2. Bleeding or Bruising – Children may appear to bleed or bruise very easily. Tiny red dots are often seen on their body. This may be due to some vessel that has ‘leaked’ or bled.
3. Vulnerable to infections – Because leukemia affects the body’s infection-fighting cells, a child with this disease may develop certain infections, such as a sore throat or bronchial pneumonia. Moreover, a headache, low-grade fever, mouth sores or skin rash may accompany the infection.
4. Bone and Joint Pain – Pain from the bone marrow being too crowded may cause arthritis joint pain.
5. Abdominal (stomach) distress – Belly pain, poor appetite and/or weight loss may occur. Kidney, liver, and spleen, are likely to collect Leukemia cells, causing swelling of these organs.
6. Swollen Lymph Nodes – Swelling of lymph nodes under arms or in the groin, chest or in the neck may appear.
7. Difficulty in breathing – Leukemia cells tend to clump around the thymus gland behind the breast bone. Therefore, wheezing, coughing, and/or painful breathing need prompt medical attention.
TREATMENT FOR LEUKEMIA
There are various treatments for leukemia. Your child’s doctor will decide what to do base on your child’s risk level. The risk level depends on:
- Your child’s age
- Your child’s overall health and medical history
- The type of leukemia
- How well your child can tolerate the treatments
- How far along the disease is
- How the disease is expected to progress
- Your preference
- Treatment begins by taking care of the early symptoms. Such as anemia (too few red blood cells), bleeding and/or infection.
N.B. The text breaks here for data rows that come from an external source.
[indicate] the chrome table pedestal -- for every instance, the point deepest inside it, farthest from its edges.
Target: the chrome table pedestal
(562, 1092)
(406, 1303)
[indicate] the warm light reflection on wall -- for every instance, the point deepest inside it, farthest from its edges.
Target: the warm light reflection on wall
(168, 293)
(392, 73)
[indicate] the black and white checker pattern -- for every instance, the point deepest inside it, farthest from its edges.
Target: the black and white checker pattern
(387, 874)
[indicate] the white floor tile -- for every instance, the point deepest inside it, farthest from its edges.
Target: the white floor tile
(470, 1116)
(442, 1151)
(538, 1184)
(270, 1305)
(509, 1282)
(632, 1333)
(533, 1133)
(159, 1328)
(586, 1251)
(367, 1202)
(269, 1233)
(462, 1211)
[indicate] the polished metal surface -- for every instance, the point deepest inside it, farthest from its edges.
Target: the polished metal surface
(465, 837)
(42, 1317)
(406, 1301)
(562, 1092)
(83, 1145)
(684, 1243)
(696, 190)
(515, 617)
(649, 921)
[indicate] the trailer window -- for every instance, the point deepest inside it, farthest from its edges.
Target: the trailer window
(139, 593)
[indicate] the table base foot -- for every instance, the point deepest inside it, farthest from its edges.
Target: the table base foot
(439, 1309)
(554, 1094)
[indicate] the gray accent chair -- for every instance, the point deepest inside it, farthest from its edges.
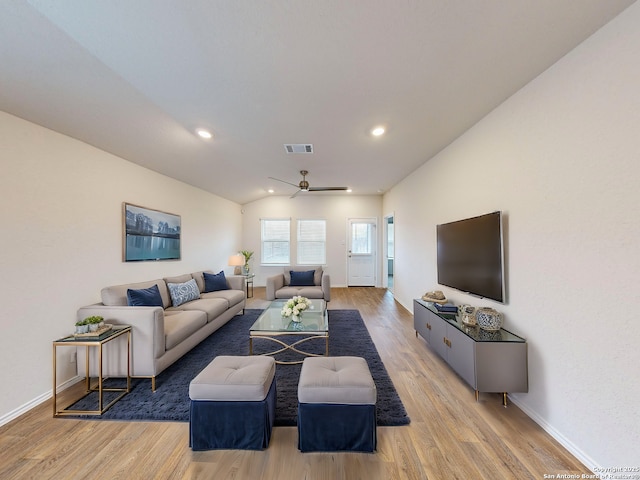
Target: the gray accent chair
(279, 286)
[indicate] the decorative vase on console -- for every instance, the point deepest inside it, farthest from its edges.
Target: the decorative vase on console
(489, 319)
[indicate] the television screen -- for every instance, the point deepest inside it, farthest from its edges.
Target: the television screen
(470, 256)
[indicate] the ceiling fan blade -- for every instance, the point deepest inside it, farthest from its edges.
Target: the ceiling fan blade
(321, 189)
(284, 181)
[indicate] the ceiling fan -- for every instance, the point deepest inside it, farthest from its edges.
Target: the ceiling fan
(304, 185)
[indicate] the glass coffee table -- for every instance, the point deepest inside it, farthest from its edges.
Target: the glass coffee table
(272, 326)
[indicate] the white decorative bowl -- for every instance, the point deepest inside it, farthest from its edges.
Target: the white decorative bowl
(489, 319)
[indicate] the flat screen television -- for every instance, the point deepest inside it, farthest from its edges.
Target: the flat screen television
(470, 256)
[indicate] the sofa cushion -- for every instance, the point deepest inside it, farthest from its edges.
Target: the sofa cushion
(233, 297)
(116, 295)
(212, 307)
(214, 282)
(183, 292)
(144, 297)
(308, 292)
(181, 324)
(178, 279)
(302, 279)
(317, 275)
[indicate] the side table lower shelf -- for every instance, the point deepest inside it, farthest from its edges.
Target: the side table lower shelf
(99, 387)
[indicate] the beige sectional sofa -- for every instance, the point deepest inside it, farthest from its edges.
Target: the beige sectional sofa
(163, 334)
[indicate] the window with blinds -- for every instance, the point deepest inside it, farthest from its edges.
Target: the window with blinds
(276, 234)
(312, 242)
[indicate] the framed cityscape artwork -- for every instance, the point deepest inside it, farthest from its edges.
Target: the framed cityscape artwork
(149, 235)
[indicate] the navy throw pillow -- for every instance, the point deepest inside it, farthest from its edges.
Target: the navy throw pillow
(146, 297)
(214, 282)
(302, 279)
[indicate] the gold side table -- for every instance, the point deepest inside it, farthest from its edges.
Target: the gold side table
(98, 343)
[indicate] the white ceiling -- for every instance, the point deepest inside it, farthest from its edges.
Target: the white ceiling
(136, 78)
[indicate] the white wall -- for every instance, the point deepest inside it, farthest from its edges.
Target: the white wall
(61, 242)
(561, 159)
(335, 209)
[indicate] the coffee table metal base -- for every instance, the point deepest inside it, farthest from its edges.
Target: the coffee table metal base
(290, 346)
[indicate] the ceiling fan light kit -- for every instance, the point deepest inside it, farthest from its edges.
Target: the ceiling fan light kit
(303, 185)
(298, 147)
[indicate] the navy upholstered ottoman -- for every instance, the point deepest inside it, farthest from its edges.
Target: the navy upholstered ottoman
(336, 405)
(233, 403)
Treatment for leukemia may also include:
- Chemotherapy – Strong medicines are given by mouth. These drugs target cells that grows at a high speed, as cancer cells do.These strong drugs can also harm some normal cells.
- Intrathecal medications / chemotherapy – Medicine is given into the area around the spinal cord by needle.
- Radiation therapy – Targeted energy (X-rays) kills leukemia cells. It also helps with pain from swollen liver or lymph nodes. Moreover, it can relieve pain from bone marrow expansion.
- Blood and bone marrow / stem cell transplantation – High-dose chemotherapy and radiation are given to destroy the cancer cells in the bone marrow. Then, fresh healthy stem cells are needed to replace the bone marrow cells that have been killed. For this, donor stem cells are given by IV. From there, they make their way to the bone marrow. These fresh stem cells then start making normal WBCs, RBCs and platelets.
- Biological / immunological therapy – Anti-bodies are given against the cancer cells. These may help the immune system of the body to find and kill the bad cells. Else, they may help guide drugs or radiation directly to the cancer cells.
- Medicines – Drugs can be given to prevent or treat side effects of leukemia. Medicines may be given for nausea or pain.
- Blood transfusions – These can be used to replace red blood cells and/or platelets.
- Antibiotics – To prevent or treat infections.
- Follow-up care – Follow-up is needed to measure how well treatment is working. It can help doctors know if the disease is coming back and help them manage any late effects of treatment.
CAN LEUKEMIA BE PREVENTED?
At present, there is no known way to prevent leukemia.